Journal cover Journal topic
Hydrology and Earth System Sciences An interactive open-access journal of the European Geosciences Union
doi:10.5194/hess-2017-152
© Author(s) 2017. This work is distributed
under the Creative Commons Attribution 3.0 License.
Research article
22 Mar 2017
Review status
This discussion paper is under review for the journal Hydrology and Earth System Sciences (HESS).
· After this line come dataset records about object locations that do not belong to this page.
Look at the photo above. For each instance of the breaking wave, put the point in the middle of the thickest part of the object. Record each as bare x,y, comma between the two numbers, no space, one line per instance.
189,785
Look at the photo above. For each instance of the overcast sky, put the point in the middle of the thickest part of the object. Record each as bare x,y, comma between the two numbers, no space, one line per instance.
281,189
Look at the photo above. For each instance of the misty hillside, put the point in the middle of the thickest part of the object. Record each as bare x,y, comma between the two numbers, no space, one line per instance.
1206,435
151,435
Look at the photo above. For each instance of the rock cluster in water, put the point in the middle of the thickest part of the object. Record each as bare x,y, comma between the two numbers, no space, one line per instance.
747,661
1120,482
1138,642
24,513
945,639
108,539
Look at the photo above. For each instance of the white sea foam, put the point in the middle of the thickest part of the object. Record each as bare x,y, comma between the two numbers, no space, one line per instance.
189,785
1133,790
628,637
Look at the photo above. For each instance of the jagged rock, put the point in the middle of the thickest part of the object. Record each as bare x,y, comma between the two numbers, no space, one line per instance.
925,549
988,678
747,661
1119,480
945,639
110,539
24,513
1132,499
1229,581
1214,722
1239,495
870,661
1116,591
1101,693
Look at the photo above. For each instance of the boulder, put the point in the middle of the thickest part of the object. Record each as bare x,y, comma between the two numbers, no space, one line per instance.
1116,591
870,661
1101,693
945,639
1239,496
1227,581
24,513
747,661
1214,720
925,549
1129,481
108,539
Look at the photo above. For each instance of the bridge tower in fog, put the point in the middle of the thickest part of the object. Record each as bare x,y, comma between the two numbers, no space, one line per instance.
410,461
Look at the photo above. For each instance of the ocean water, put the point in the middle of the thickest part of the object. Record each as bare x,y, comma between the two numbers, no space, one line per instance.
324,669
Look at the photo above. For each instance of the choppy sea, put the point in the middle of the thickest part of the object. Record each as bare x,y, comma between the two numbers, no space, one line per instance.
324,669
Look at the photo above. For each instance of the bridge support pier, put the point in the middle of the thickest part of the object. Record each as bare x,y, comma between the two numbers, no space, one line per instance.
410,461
Use of GNSS SNR data to retrieve soil moisture and vegetation variables over a wheat crop
Sibo Zhang1,2, Nicolas Roussel3, Karen Boniface2,3,4,a, Minh Cuong Ha3, Frédéric Frappart5, José Darrozes3, Frédéric Baup4, and Jean-Christophe Calvet1 1CNRM – UMR3589 (Météo-France, CNRS), Toulouse, France
2Fondation STAE, Toulouse, France
3GET (UMR5563 CNRS/Université Paul Sabatier, UR254 IRD), Toulouse, France
4CESBIO, Université de Toulouse, CNES/CNRS/IRD/UPS, Toulouse, France
5LEGOS – UMR566 (CNES, CNRS, IRD, UPS), Toulouse, France
anow at: Joint Research Centre / European Commission, Ispra, Italy
Abstract. This work aims to estimate soil moisture and vegetation characteristics from Global Navigation Satellite System (GNSS) Signal to Noise Ratio (SNR) data using direct and reflected signals by the land surface surrounding a ground-based antenna. Observations are collected over a rainfed wheat field in southwestern France. The retrievals are compared with two independent reference datasets: in situ observations of soil moisture and vegetation height, and numerical simulations from the ISBA (Interactions between Soil, Biosphere and Atmosphere) land surface model. Results show that changes in soil moisture mainly affect the multipath phase of the SNR data (assuming the relative antenna height is constant) with little change in the dominant period of the SNR data. Changes in vegetation height are more likely to modulate the SNR dominant period derived from a wavelet analysis. Surface volumetric soil moisture can be estimated (R2 = 0.73, RMSE = 0.014 m3 m−3) when the wheat is smaller than 20 cm. The quality of the estimates markedly decreases when the vegetation height increases. This is because the GNSS signal is less affected by the soil contribution. A wavelet analysis provides an accurate estimation of the wheat crop height (R2 = 0.98, RMSE = 6.2 cm). The latter correlates with modeled above-ground biomass of the wheat from stem elongation to ripening. It is found that the vegetation retrievals are sensitive to changes in plant height of at least one wavelength. A simple smoothing of the retrieved plant height allows an excellent matching to in situ observations, and to modeled above-ground biomass.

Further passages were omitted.